What is a pip and why are pips important?

A pip (which stands for ‘point in percentage’ or ‘price interest point’) is a unit of measurement which is the smallest whole unit price move that a currency can make. Currencies are usually quoted to four decimal points, so one pip is the last (fourth) digit. It is a measurement of the amount of change or movement in a currency’s value, and is the fundamental unit of FX trading. 

What is an intraday FX trade?

Intraday refers to a trade that is opened and closed on the same trading day, so the position is not held overnight. Intraday trading is also known as day trading, and is the most popular form of trading for more advanced traders who make a living out of the FX markets.

Is holding an overnight position risky?

Yes, holding a position open overnight carries a higher risk of there being a strong price movement between the open and close of the trade.
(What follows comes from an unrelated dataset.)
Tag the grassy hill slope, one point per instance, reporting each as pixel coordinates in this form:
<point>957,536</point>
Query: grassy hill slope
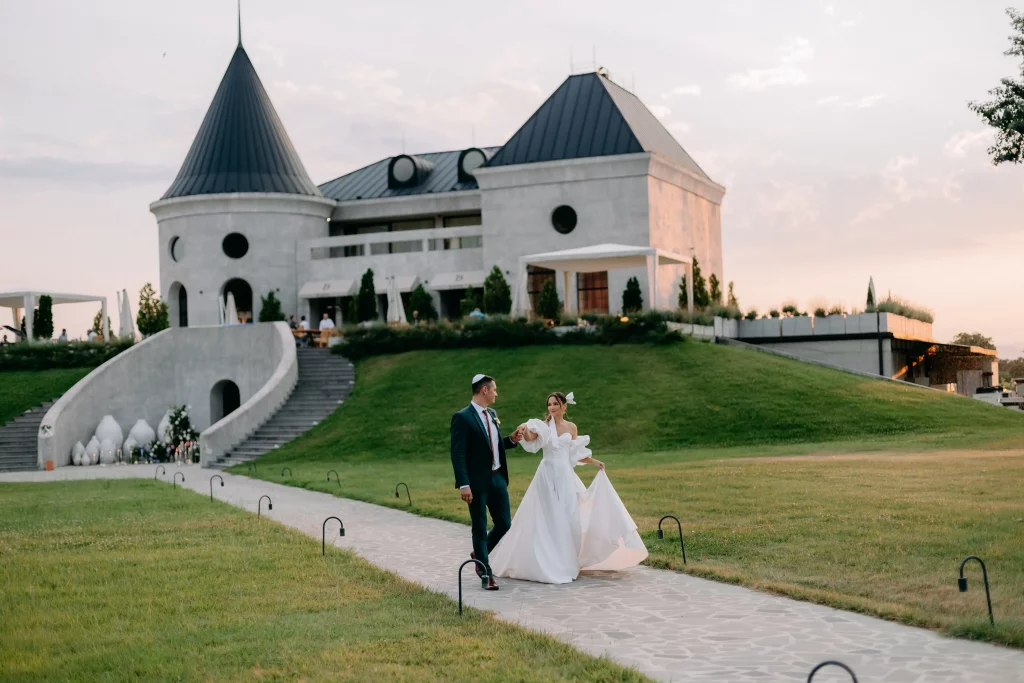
<point>22,390</point>
<point>640,398</point>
This big price jump may go the wrong way for you, and can turn a small profit into a huge loss overnight. In addition, there are holding fees charged by brokers for any position held overnight.

What hours can I trade forex in Australia?

Forex trading is carried out between a global network of banks and financial institutions that operate 24 hours a day. Currency markets do not have one central global market or location, but are spread throughout the world. It is possible trade forex 24/6 by trading using markets in different time zones throughout the world.